= Daniel Sannwald =

German photographer and director

Daniel Sannwald (born 1979) is a German photographer and director based in London.

== Education ==
Sannwald studied at the Royal Academy of Fine Arts in Antwerp.

== Career ==
Sannwald regularly contributes to fashion publications such as 032c, 10 Men, Arena Homme +, Dazed, i-D, Pop, V, British Vogue, Vogue Germany, Vogue Russia, Vogue Italia, Vogue Hommes Japan, and Teen Vogue.

Sannwald is known for his innovative approach to fashion photography. i-D wrote "Daniel Sannwald takes spellbinding pictures. An outstanding image-maker, his visionary techniques are paving the way forward for the next generation of fashion photographers. Daniel dreams up hyperreal, conceptual shoots which continually blend the existential line between fantasy and reality.
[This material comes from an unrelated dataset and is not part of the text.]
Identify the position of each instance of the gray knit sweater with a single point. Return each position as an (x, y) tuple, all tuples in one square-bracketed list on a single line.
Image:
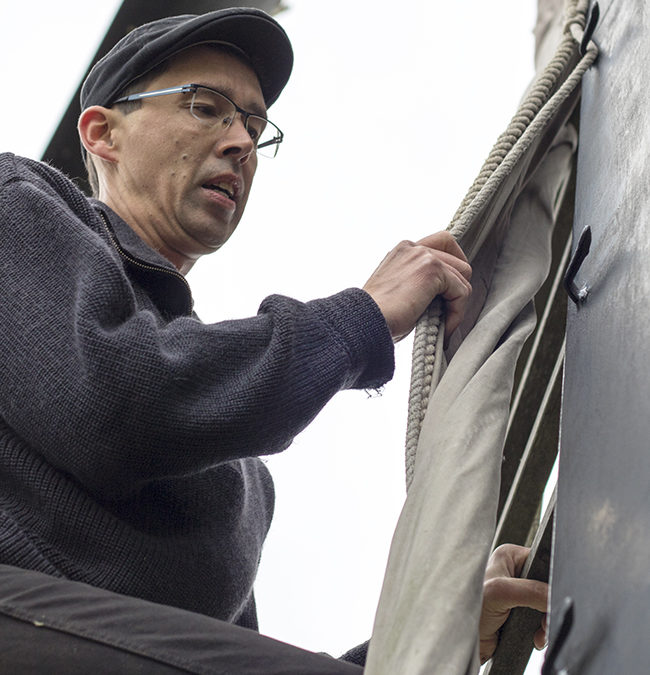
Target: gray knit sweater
[(129, 430)]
His creative references are always complex, intelligent, intriguing and totally original, and his ascents to recognition has been steady and totally well-deserved."

In addition to his editorial work, Sannwald has photographed major advertising campaigns for brands including Nike, Adidas, Foot Locker, Hugo Boss, Camper and Stella McCartney.

Sannwald's work in the music industry includes directing music videos and shooting album covers for artists such as Arca, Kelela, John Legend, M.I.A., Miguel, Rihanna, Rosalía, SZA, Beyonce, Dua Lipa, and Travis Scott.

Sannwald's work has been exhibited in galleries and museums, including FOAM Fotografiemuseum in Amsterdam and the Hyères International Festival of Fashion and Photography.

In 2016, Sannwald established unu o unu, a non-profit organisation where several artists guide workshops to varying groups in society.

In 2018, he published a photo-book titled, featuring full bleed color photographs: Spektrum. Sleek-mag praised the book as "electrifying".

In 2023, Sannwald, alongside Ferran Echegaray, Viktor Hammarberg, Rosalía, and Pili Vila, won the Latin Grammy Award for Best Recording Package for his work on the album: Motomami by Rosalia.

He is represented by Management Artists.